SIAN THOMAS was too big for England. She needed the passion, space and divine madness only Russia could give.
From childhood she bridled at restrictions. Politicians, sexists, the KGB and Fashion would all become targets for her exuberant iconoclasm. Nor would her creativity be restricted as a teacher, cartoonist, graphic artist, film-maker, adventurer, gourmet and fashion anarchist - in short, she was a leader without trying to be.

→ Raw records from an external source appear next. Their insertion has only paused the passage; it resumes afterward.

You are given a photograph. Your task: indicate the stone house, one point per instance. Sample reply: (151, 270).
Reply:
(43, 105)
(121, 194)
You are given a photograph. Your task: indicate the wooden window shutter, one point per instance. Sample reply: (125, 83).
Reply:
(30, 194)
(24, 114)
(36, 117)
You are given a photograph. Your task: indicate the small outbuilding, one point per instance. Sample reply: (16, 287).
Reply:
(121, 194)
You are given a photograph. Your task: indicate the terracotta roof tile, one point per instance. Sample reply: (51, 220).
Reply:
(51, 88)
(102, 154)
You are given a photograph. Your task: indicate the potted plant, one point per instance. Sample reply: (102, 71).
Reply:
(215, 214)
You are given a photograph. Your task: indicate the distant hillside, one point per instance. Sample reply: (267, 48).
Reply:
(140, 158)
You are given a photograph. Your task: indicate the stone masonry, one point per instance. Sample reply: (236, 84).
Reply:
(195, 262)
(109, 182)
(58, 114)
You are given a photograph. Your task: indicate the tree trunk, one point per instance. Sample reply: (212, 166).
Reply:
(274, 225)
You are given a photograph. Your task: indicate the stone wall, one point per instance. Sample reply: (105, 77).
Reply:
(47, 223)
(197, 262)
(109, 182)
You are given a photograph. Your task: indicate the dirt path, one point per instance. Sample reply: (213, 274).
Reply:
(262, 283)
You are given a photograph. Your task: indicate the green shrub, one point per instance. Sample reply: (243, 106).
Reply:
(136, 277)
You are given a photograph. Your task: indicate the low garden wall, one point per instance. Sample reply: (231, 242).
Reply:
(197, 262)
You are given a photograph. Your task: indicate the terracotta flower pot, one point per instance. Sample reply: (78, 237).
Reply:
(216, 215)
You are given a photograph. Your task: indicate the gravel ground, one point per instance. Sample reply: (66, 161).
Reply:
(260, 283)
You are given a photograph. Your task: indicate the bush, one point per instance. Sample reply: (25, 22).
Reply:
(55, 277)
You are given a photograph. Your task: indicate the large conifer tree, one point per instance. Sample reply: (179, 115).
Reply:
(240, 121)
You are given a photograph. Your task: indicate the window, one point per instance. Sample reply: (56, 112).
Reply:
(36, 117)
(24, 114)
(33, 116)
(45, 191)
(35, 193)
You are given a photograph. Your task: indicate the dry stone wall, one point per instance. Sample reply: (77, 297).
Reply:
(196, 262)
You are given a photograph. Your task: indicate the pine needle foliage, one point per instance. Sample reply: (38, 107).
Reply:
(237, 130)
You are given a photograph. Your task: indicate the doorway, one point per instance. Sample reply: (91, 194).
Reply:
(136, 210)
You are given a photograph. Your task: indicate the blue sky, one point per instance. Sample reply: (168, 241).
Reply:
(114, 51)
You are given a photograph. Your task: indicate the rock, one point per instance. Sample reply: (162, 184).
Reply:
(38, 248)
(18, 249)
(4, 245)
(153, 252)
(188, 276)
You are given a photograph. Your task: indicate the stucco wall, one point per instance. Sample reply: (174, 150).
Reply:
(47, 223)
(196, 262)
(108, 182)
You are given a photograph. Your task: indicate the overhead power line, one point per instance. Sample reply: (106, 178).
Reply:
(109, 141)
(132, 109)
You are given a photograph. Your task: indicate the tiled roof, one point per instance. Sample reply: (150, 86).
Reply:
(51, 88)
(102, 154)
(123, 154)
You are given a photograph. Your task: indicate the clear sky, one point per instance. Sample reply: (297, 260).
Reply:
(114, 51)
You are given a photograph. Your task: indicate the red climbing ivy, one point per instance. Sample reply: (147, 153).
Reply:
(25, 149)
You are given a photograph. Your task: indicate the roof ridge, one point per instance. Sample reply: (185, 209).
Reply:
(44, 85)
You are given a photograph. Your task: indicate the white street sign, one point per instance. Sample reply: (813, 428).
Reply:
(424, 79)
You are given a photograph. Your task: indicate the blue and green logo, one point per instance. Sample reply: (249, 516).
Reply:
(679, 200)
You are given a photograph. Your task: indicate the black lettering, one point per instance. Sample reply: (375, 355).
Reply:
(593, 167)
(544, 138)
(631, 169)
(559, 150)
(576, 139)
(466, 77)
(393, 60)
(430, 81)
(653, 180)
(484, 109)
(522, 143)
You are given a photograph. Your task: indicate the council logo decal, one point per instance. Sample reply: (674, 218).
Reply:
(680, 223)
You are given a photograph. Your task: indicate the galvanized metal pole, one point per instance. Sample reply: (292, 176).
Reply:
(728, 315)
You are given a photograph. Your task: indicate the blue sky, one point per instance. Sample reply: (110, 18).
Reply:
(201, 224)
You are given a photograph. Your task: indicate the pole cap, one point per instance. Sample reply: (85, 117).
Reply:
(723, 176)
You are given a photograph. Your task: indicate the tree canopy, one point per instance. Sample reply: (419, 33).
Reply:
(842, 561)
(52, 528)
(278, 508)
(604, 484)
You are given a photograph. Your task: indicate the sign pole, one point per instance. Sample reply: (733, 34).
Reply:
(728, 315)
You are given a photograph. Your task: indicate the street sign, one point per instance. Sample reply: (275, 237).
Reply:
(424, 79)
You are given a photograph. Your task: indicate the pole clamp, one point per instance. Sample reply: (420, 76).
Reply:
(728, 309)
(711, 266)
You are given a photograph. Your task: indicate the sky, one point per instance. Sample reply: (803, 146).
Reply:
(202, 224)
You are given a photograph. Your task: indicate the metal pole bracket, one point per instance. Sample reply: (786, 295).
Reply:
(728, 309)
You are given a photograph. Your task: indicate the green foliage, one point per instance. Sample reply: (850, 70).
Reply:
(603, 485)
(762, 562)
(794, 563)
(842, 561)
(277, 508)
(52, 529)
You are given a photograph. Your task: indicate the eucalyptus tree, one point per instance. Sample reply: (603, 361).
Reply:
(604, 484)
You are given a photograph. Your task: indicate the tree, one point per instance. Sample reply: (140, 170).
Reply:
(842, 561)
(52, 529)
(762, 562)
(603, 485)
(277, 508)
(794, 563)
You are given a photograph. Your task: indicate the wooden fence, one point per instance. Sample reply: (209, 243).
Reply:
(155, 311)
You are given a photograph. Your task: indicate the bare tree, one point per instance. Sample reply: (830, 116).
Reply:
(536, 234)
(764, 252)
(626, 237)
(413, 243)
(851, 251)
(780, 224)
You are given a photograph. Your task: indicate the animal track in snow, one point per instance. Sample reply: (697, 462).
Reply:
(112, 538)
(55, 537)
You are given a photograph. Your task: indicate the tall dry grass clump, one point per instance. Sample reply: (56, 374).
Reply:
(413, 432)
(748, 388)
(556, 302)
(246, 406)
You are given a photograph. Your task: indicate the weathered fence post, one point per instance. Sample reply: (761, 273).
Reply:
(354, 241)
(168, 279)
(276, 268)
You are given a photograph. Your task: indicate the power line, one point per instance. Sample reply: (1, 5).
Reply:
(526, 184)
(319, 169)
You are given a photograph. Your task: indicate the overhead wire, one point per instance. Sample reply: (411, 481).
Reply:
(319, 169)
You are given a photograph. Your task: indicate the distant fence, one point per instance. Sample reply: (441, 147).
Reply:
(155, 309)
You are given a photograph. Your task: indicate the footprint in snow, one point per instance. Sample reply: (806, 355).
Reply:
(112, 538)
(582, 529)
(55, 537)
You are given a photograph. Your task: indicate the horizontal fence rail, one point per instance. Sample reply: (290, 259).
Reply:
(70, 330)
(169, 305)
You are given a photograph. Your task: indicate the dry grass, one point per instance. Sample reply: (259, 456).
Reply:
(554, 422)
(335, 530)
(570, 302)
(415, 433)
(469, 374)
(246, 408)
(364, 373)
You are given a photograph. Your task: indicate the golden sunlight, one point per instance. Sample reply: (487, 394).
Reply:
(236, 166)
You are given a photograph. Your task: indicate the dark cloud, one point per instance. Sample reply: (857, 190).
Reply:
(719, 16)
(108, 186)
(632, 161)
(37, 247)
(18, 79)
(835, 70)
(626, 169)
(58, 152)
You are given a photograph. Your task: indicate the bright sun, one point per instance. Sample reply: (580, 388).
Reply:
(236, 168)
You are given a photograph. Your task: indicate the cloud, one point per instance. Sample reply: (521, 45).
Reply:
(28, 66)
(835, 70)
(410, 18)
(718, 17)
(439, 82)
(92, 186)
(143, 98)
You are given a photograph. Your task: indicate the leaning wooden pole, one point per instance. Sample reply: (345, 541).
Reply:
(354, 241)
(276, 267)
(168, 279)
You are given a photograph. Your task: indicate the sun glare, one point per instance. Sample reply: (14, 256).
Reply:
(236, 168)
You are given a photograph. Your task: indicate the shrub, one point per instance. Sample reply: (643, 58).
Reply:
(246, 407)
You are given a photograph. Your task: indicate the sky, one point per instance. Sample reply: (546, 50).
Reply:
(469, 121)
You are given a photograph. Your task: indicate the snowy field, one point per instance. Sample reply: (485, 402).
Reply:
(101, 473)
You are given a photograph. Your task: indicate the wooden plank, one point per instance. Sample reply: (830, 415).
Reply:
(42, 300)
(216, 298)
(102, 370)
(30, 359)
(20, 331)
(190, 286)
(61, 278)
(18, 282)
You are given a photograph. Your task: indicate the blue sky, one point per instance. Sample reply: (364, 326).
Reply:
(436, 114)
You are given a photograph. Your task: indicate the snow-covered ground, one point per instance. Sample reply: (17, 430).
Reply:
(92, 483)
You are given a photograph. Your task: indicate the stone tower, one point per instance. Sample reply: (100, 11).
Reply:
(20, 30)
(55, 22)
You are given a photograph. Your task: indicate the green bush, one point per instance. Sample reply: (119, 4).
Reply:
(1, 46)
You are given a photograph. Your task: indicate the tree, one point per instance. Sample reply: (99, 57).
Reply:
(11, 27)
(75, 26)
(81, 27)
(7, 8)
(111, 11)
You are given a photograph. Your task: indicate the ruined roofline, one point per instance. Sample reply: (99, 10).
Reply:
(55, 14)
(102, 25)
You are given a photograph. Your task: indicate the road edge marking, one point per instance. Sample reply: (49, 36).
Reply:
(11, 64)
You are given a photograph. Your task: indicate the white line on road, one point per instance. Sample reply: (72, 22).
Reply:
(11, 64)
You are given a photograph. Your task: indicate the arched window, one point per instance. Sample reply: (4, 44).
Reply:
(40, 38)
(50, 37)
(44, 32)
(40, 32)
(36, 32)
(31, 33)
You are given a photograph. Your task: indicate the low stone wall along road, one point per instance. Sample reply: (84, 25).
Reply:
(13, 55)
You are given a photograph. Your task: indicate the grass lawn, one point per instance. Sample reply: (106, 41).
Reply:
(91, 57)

She studied Russian at the age of 11 because no one else wanted to. In 1974, she and her Welsh father, Jim, and English mother, Jean, wandered the back roads of Russia in a caravan finding food and avoiding the KGB in a way no other foreigners could have done. After coming down from reading PPE at Jesus College, Oxford, she taught graphics in London - when she was not on the picket line or a woman's march. She and her equally energetic grandmother Nell travelled together from Cuba to Outer Mongolia.
Sian Thomas's wry sense of humour as a graphic designer and cartoonist led her to doing television titles for appropriately independent programmes such as The Cold War Game, Never Say Die and Cinema from Three Continents. Inevitably Thomas ended up researching and making programmes herself.
During the last seven years of her life, she would criss-cross the Soviet Union a dozen times, be on the first Soviet tank out of Afghanistan (for the film Afgantsi, 1989), be run out of Uzbekistan for uncovering KGB corruption, bring back previously untold stories from Arctic labour camps and make the most moving film on the August 1991 coup attempt I have seen.
The 10-minute film, for Russian television, came from within the crowd in front of the 'White House' - people, like Thomas, who were prepared to die if necessary because they would no longer be told what to do by cynical old men. While other journalists told of troop movements, Thomas's report in the Independent during the coup captured the emotions and voices of the street which would not be silenced.
During the turmoil of the last years of the Soviet Union, Sian Thomas met her husband and closest friend, Sasha Vlasov. The warmth Sian spread so freely among her friends came to rest on Sasha.
Sian Thomas was growing tired of the egos and hubris which are television. She was moving towards a new, unknown challenge when she joined the Peking-to-Paris bicycle ride meant to raise awareness of ecological disaster areas. Next to telephones, her great passion was her bicycle. As ever, she began the trip as an outsider. Within days she was running the show.
So it was that on 24 June, outside a small town in Siberia, Sian Thomas once again led the others, her long red hair flying in the wind as she rode down the narrow, potholed road. She died on that road, hit by a careering car. She lived to the last second with a life-force many of us feel was simply too strong to extinguish.